Fresh Food Faster: Huge Indoor Farm Aims to Redefine Northeast Supply Chain

An employee tends to trays of microgreens at an Upward Farms facility in New York. The company recently announced plans to build a 250,000 square foot vertical farming facility in Luzerne County, Pa. 

Billed as the world’s largest indoor aquaponics vertical farm endeavor, a Brooklyn company recently announced plans to construct a 250,000-square-foot facility in Luzerne County.

Upward Farms, which has locations in New York, will use the new Pennsylvania facility to produce leafy greens and microgreens, and house an aquaculture component to produce hybrid striped bass.

Construction is expected to start soon and the facility is should be operational in early 2023. News reports identified the specific location as Hanover Township, but Upward Farms would not confirm the exact site within Luzerne County.

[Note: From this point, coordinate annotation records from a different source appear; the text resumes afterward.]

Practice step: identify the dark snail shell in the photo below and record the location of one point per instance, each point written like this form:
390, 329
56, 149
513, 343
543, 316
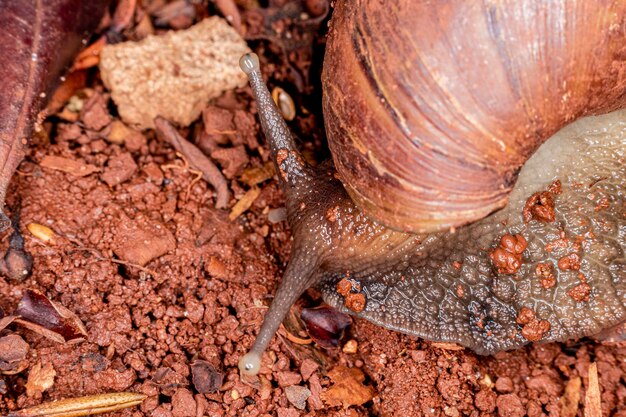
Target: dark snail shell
438, 105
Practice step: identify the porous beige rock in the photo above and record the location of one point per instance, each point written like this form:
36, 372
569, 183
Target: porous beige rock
173, 75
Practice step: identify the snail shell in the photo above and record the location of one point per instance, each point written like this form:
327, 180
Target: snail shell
431, 113
439, 105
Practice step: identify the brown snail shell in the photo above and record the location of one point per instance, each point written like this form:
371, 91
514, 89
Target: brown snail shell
440, 104
431, 111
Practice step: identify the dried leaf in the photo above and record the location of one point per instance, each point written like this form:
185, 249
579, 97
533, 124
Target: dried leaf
593, 407
41, 232
37, 40
348, 388
446, 346
70, 166
571, 398
82, 406
244, 203
49, 319
40, 378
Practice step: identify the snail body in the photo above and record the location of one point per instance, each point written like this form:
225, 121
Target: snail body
424, 146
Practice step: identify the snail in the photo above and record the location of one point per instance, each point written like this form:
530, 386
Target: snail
429, 225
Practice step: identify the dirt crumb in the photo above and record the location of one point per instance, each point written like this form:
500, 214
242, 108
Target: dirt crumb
510, 405
297, 395
120, 168
94, 114
545, 273
580, 292
507, 257
569, 262
141, 241
344, 287
504, 385
232, 160
183, 403
355, 302
485, 400
539, 206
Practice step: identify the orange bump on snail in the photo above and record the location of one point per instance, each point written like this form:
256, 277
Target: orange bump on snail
456, 126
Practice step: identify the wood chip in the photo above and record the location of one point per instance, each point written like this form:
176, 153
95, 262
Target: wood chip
82, 406
40, 378
244, 203
186, 67
70, 166
348, 388
41, 315
593, 406
256, 175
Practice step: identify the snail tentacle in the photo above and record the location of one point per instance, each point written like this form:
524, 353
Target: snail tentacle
290, 165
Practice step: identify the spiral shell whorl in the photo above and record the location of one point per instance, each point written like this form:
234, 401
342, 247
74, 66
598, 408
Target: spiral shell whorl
429, 128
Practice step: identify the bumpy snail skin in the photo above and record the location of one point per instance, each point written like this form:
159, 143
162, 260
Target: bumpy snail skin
444, 286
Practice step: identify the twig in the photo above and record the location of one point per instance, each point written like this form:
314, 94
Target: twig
196, 159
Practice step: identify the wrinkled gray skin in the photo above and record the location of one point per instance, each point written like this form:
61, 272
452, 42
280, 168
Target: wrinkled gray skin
410, 282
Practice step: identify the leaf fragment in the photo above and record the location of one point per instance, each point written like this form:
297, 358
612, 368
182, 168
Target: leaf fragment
571, 398
593, 407
69, 166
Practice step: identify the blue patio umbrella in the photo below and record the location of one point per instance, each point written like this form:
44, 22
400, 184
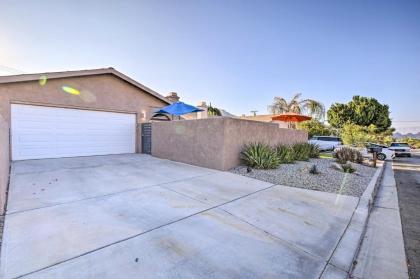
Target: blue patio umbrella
179, 108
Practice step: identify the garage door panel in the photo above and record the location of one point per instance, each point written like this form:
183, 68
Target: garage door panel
45, 132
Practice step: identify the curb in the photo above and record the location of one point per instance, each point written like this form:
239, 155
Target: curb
345, 253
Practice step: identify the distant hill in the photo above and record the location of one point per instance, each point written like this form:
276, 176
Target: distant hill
408, 135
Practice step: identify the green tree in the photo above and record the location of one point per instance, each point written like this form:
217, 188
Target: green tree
296, 105
353, 134
315, 127
362, 111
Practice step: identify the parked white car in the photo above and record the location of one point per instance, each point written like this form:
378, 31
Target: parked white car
385, 154
401, 149
326, 143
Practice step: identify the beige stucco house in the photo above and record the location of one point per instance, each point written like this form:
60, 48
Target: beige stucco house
39, 114
265, 118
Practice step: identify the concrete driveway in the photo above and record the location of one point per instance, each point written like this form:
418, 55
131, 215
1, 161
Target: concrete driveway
136, 216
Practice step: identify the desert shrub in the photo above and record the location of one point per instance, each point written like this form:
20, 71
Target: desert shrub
314, 153
347, 154
260, 156
301, 151
348, 168
313, 169
285, 154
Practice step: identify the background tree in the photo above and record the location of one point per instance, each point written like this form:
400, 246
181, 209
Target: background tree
362, 111
296, 105
357, 135
315, 128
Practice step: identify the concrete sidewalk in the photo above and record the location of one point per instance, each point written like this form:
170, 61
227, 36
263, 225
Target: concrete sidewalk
382, 252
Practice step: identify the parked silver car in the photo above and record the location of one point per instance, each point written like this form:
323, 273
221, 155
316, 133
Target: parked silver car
401, 149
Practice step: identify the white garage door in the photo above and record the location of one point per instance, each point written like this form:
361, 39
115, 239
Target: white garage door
47, 132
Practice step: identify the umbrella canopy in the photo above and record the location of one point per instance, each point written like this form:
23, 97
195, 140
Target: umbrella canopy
179, 108
291, 117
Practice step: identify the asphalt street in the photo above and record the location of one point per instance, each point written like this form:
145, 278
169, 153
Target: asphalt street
407, 176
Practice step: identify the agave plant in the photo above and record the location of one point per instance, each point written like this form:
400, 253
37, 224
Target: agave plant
260, 156
285, 154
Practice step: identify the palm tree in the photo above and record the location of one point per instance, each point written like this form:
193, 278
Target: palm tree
307, 106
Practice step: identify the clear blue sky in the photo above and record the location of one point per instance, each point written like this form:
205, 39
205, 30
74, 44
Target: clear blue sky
236, 54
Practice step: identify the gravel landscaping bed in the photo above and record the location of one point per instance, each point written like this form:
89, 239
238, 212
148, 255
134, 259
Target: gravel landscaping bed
329, 178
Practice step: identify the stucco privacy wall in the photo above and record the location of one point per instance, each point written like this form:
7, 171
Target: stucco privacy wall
104, 92
215, 142
4, 161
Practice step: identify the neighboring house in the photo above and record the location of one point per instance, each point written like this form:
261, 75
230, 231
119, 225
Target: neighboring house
74, 113
265, 118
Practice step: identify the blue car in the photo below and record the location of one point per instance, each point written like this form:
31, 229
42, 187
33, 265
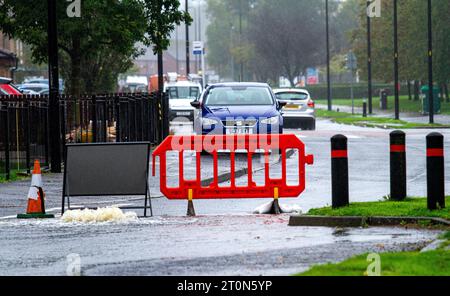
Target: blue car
238, 108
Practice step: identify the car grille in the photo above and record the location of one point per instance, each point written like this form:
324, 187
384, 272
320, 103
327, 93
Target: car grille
246, 122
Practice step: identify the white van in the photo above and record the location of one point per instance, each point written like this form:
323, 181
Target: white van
181, 94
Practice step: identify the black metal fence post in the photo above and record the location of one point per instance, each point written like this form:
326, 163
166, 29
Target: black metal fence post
94, 119
398, 165
7, 145
339, 171
435, 171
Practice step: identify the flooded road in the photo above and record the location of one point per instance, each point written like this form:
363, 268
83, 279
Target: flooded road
225, 238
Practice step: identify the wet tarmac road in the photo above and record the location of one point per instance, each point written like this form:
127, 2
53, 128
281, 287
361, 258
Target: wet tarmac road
225, 239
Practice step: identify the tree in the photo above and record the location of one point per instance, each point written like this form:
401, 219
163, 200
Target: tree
285, 34
100, 44
413, 40
161, 17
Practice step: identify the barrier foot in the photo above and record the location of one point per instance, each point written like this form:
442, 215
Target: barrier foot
191, 210
275, 210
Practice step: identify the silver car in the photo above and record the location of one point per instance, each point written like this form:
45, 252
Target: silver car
299, 111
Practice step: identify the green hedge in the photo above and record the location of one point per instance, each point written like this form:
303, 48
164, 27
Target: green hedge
342, 91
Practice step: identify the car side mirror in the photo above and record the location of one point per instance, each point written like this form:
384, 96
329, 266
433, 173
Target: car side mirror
282, 104
196, 104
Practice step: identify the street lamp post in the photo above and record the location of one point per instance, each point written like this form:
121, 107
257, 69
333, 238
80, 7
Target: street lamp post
430, 64
54, 119
328, 58
241, 76
188, 51
397, 85
369, 62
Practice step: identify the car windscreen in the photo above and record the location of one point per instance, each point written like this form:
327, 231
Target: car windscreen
239, 96
292, 96
183, 92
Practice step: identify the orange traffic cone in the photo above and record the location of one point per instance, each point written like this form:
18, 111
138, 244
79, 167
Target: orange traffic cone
36, 204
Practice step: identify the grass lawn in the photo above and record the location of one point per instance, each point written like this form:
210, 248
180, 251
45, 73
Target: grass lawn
348, 118
433, 263
405, 104
414, 207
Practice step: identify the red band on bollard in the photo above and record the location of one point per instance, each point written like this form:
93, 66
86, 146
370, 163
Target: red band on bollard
339, 154
436, 152
398, 148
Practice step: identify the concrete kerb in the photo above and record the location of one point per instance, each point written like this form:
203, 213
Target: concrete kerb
354, 221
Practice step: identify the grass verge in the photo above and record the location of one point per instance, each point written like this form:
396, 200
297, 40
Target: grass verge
405, 104
433, 263
411, 207
380, 122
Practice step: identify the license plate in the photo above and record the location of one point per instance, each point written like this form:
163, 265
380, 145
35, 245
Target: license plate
239, 131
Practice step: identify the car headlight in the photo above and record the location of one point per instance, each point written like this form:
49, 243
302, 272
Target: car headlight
271, 120
209, 121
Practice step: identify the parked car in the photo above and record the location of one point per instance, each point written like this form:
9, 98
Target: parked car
299, 111
36, 87
30, 92
238, 108
181, 94
7, 88
46, 82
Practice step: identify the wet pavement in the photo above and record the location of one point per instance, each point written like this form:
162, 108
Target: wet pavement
206, 245
225, 238
412, 117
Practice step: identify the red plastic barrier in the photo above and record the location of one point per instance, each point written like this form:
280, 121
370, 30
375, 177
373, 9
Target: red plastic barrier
193, 189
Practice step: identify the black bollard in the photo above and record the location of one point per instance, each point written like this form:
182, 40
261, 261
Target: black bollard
398, 166
435, 171
339, 171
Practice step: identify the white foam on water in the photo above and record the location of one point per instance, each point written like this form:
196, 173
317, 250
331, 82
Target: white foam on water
109, 214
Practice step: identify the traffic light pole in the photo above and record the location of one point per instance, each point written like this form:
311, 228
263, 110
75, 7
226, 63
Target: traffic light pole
430, 64
54, 119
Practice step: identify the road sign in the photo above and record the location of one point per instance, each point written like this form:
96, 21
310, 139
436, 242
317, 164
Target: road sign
197, 47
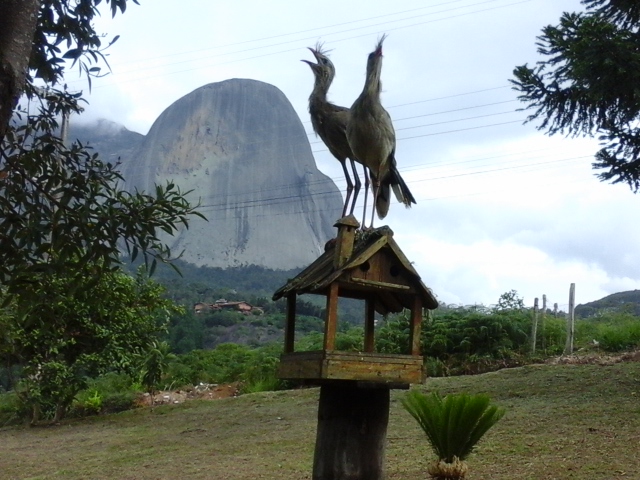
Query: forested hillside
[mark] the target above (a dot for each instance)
(621, 302)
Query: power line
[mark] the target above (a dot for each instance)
(201, 66)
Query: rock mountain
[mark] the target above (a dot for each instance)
(242, 150)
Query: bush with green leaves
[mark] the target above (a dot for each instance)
(71, 335)
(453, 426)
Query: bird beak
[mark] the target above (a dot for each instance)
(315, 53)
(313, 66)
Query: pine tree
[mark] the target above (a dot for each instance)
(587, 84)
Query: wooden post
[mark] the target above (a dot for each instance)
(568, 348)
(369, 325)
(534, 327)
(414, 329)
(351, 434)
(290, 326)
(331, 322)
(542, 322)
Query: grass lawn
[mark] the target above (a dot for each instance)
(562, 422)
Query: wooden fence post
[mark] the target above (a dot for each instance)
(534, 327)
(352, 432)
(568, 349)
(542, 319)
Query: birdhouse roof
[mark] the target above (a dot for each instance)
(375, 268)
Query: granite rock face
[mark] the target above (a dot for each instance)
(241, 149)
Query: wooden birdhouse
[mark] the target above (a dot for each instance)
(365, 265)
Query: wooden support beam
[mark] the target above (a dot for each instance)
(416, 323)
(290, 326)
(331, 321)
(351, 434)
(369, 325)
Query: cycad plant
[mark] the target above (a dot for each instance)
(454, 425)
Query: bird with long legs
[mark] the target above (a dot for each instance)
(373, 141)
(329, 122)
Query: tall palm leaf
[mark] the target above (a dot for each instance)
(453, 425)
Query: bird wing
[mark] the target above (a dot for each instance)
(333, 130)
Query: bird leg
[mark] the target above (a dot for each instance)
(349, 187)
(376, 189)
(366, 194)
(358, 184)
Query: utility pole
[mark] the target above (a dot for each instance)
(568, 349)
(542, 319)
(534, 328)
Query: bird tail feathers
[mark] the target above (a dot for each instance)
(400, 189)
(383, 200)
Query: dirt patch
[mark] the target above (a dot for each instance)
(204, 391)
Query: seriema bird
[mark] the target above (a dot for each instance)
(330, 124)
(373, 140)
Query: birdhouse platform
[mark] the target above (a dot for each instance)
(366, 265)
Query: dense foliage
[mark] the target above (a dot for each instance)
(64, 218)
(586, 83)
(72, 334)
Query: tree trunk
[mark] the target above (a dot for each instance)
(352, 430)
(18, 20)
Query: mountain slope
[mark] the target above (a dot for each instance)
(242, 151)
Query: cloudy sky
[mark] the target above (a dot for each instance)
(500, 206)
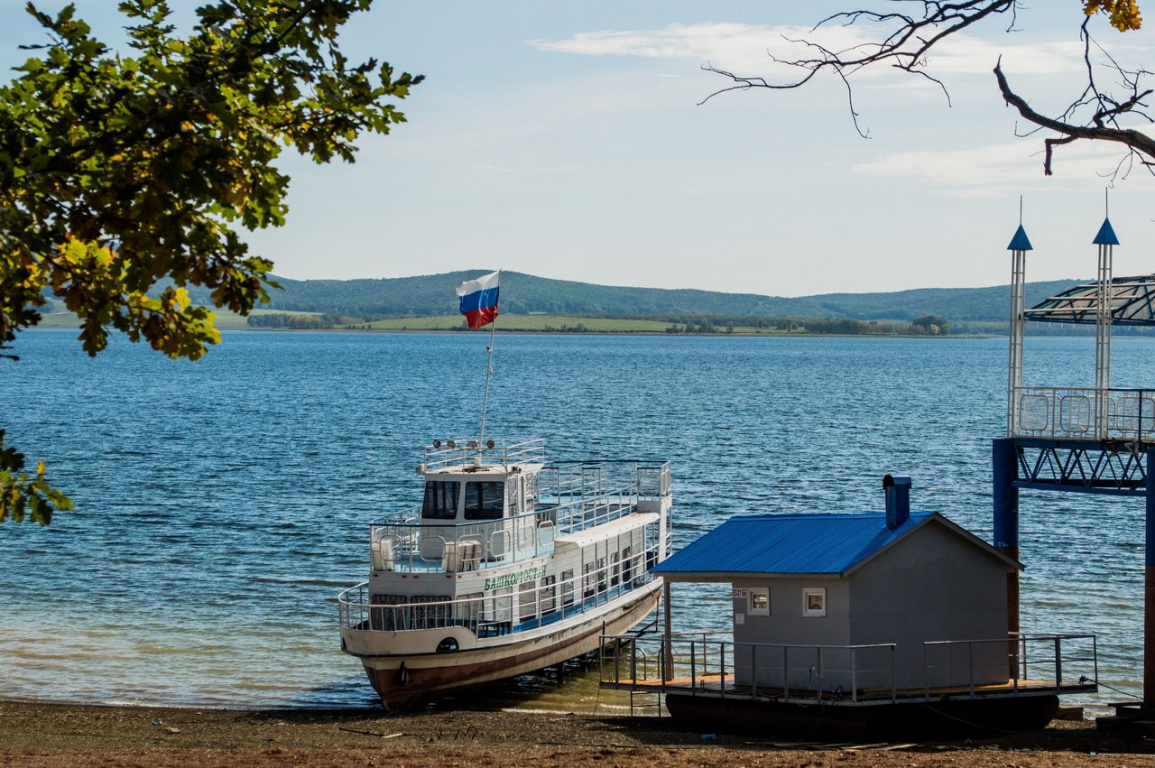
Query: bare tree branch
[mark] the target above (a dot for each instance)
(907, 38)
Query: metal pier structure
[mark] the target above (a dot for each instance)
(1095, 439)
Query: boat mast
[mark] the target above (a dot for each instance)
(489, 372)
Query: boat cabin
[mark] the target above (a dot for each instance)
(477, 511)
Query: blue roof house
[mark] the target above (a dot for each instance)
(857, 602)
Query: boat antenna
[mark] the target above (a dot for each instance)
(489, 372)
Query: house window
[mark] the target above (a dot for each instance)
(484, 500)
(759, 601)
(813, 601)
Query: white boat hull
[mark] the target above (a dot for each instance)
(404, 678)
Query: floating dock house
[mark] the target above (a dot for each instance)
(852, 625)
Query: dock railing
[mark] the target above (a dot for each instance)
(708, 664)
(1074, 414)
(572, 497)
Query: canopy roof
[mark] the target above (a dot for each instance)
(1132, 304)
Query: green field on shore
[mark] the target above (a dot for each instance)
(528, 322)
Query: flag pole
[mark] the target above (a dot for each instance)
(489, 372)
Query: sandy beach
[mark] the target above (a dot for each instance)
(58, 736)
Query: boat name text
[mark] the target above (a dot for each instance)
(514, 579)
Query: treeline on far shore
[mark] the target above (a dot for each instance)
(922, 326)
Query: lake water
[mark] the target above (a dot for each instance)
(223, 504)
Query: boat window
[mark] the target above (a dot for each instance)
(440, 500)
(484, 500)
(549, 594)
(567, 587)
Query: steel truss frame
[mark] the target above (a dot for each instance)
(1107, 467)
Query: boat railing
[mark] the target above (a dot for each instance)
(1037, 662)
(1073, 412)
(444, 454)
(410, 544)
(702, 663)
(503, 608)
(405, 542)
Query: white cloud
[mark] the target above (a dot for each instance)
(995, 170)
(750, 47)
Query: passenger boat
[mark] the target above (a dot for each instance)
(509, 565)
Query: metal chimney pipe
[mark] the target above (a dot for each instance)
(898, 500)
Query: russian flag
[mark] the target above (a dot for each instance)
(479, 299)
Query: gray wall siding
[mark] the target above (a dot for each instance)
(930, 586)
(933, 586)
(787, 625)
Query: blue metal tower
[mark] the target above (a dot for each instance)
(1083, 439)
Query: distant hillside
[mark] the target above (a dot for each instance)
(433, 295)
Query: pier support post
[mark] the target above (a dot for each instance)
(667, 634)
(1149, 587)
(1006, 517)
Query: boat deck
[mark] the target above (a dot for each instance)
(723, 686)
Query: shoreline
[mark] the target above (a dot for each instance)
(59, 735)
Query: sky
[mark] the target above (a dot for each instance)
(571, 141)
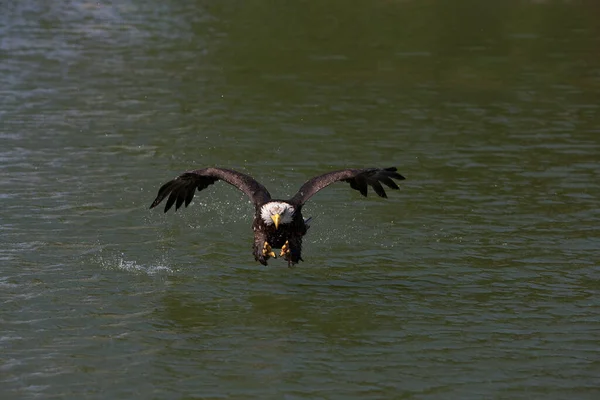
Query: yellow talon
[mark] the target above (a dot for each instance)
(285, 249)
(268, 251)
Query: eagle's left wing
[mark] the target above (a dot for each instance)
(359, 179)
(181, 189)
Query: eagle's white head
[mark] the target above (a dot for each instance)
(277, 213)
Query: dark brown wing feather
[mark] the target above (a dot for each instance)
(359, 179)
(181, 189)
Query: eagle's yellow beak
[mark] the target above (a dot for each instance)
(275, 219)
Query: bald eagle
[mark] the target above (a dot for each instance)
(278, 224)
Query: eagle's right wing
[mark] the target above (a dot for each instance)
(358, 179)
(181, 189)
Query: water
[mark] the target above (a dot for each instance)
(478, 279)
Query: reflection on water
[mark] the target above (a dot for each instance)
(477, 279)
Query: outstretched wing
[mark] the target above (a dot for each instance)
(358, 179)
(181, 189)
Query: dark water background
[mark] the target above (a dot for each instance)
(479, 279)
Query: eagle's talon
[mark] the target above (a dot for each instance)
(285, 249)
(268, 251)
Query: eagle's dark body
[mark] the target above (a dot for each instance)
(291, 233)
(277, 223)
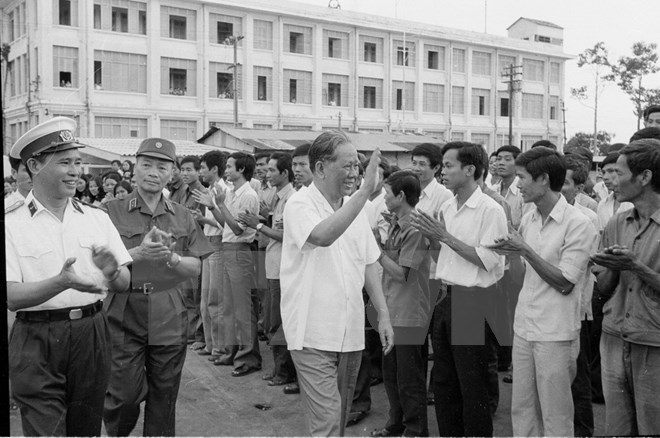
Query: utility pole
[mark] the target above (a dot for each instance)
(233, 41)
(512, 73)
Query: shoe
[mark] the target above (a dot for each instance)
(293, 388)
(355, 417)
(196, 346)
(385, 431)
(278, 381)
(244, 370)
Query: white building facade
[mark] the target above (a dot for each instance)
(125, 68)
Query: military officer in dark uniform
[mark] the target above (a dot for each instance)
(149, 324)
(62, 256)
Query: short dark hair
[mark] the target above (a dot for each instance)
(301, 150)
(246, 162)
(325, 147)
(469, 154)
(546, 143)
(429, 150)
(283, 163)
(579, 168)
(214, 159)
(610, 159)
(407, 182)
(192, 159)
(650, 110)
(644, 154)
(514, 150)
(652, 132)
(542, 160)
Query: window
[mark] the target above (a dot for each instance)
(555, 73)
(554, 107)
(65, 67)
(299, 39)
(532, 70)
(178, 77)
(481, 63)
(458, 61)
(177, 27)
(119, 127)
(532, 106)
(225, 26)
(179, 129)
(297, 86)
(372, 49)
(221, 80)
(178, 23)
(505, 62)
(435, 57)
(335, 44)
(404, 96)
(119, 71)
(480, 102)
(458, 100)
(371, 90)
(263, 84)
(263, 34)
(119, 20)
(335, 90)
(405, 53)
(434, 98)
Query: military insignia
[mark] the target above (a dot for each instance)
(66, 135)
(14, 206)
(32, 207)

Jason Green, CEO and co-founder of Upward Farms, said the new location will be a manufacturing facility that will allow the company to reach grocery stores and distribution centers across the Northeast and Mid-Atlantic regions. Currently, Upward Farms supplies microgreen salads to Whole Foods Market locations in New York City, and Green said the Luzerne County location will allow the company to expand its customer base beyond the Tri-State area. The new facility will provide more than 100 jobs, ranging from production operators, to engineers, to experts in horticulture and aquaculture.

“We’ll be able to reach nearly 100 million Americans, within a single day of distribution versus the week it can take to receive products from the West Coast,” Green said. “It’s a significant savings in transportation costs and carbon emissions.”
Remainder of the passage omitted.